Out there, there is a "world that is", and based on that, a "world that will be" left to its own devices. Vision defines the "world that should be." Strategy is the set of methods and resources used to bring the world from where it "will be" to where it "should be."
1. Vision Definition: The vision of a business outlines how it wants the world in which it operates to be and what its role in that world is. Visions of the world vary by organization. While the vision of a credit card issuer can be a cashless world, an automotive company's could be a world where everyone drives a car, yet a charity may envision a world without poverty.
There are five steps to developing a business strategy:
2. Business Decisions and Goals: When the vision is well defined and agreed upon, the question is: "How can we compete successfully in the market to achieve our vision?" A business manager's task is to break this question down into relevant parts, set goals and provide answers. What should our product or service offering be? Who are our customers? How do we meet their needs? Who are our competitors? How do we gain advantage over them? What are new opportunities available to us? How do we go about exploiting them?

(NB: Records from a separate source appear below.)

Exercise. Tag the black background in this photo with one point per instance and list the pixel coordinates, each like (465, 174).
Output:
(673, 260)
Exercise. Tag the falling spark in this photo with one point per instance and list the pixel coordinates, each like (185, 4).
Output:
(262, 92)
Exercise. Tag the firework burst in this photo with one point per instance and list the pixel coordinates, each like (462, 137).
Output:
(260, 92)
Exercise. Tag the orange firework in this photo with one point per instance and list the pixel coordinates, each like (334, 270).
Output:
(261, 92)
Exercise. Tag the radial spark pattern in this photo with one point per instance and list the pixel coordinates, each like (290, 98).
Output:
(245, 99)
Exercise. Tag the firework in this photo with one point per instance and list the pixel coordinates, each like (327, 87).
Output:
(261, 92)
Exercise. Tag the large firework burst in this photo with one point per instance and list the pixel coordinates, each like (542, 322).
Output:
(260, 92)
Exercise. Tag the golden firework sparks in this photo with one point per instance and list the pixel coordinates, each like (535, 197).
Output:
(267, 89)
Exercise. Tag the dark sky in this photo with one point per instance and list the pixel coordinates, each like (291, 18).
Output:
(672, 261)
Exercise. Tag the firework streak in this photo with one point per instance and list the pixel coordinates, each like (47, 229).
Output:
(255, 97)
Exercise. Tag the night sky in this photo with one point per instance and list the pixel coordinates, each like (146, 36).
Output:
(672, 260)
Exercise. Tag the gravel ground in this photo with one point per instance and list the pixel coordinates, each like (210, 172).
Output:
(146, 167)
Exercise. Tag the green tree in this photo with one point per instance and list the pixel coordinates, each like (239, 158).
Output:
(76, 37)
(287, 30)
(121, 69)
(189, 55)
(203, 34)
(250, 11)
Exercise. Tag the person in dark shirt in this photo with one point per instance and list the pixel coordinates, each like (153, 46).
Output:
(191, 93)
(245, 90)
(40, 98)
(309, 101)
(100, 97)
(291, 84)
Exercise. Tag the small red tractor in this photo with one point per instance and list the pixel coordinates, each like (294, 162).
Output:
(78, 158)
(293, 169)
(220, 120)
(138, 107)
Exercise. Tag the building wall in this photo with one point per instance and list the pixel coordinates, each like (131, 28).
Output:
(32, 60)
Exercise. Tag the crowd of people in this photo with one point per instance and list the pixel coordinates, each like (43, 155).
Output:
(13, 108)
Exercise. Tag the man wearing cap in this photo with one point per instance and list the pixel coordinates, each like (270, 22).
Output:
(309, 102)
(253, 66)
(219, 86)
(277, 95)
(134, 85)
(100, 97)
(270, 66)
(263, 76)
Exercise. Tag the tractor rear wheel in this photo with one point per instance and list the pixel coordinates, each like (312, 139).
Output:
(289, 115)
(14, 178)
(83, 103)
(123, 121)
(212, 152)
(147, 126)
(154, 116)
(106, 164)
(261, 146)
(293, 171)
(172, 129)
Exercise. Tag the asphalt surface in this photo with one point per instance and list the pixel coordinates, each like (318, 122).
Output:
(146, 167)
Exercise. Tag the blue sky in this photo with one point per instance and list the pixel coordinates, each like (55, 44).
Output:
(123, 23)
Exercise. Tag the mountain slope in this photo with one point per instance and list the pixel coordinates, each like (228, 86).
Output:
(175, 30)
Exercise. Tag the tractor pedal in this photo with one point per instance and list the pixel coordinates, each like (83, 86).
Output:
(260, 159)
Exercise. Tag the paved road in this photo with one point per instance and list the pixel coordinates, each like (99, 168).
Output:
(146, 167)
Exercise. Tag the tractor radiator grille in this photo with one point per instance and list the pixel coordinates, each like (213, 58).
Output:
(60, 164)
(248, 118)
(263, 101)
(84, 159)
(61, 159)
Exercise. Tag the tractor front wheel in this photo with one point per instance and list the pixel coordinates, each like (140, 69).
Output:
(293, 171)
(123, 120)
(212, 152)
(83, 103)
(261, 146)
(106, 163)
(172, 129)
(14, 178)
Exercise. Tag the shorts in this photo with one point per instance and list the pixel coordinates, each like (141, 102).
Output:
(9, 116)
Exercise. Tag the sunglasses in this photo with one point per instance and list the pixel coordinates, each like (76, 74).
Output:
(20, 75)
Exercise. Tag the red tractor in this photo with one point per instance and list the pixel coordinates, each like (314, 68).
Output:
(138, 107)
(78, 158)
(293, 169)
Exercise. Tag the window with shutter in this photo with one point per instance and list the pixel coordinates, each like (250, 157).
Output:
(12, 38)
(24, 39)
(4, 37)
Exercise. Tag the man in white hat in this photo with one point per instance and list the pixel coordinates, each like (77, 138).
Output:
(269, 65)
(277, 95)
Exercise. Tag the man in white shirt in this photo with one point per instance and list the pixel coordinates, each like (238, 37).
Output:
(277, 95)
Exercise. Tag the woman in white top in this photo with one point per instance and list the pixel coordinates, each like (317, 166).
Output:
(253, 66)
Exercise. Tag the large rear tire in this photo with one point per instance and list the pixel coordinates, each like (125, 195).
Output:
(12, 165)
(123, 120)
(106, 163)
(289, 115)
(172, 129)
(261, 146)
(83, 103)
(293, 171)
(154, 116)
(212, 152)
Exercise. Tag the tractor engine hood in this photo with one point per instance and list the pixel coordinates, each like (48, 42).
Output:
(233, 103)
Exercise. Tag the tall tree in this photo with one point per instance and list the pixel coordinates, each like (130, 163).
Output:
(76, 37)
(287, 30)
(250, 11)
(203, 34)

3. Operations Planning: Once business decisions are made and goals are established, the business manager's concern becomes: "How should each part of our business be organized to deliver these business goals?" Now, the operations required to deliver our goals must be planned. What is our ideal organizational structure? What are the key processes of our business? What resources are needed? What kind of skills are required from personnel? How should we train them? How should we deploy them? What should our overall business infrastructure look like?
4. Implementation: After operations level questions are answered and action plans are prepared, it is time to walk the walk. Implementation is almost never smooth. Unexpected factors always change answers to questions previously solved. We will find in many areas that theory and practice do not match, that either our data, or our assumptions or our logic was flawed. Sometimes a quick fix is enough, other times it is back to the drawing board.
5. Continuous Improvement: Even when everything was planned and implemented perfectly, over time, change becomes necessary. Advances in technology, fluctuations in market dynamics, transformations in the way business is done, all require the business manager to continuously update solutions, generate innovative methods and improve business strategy.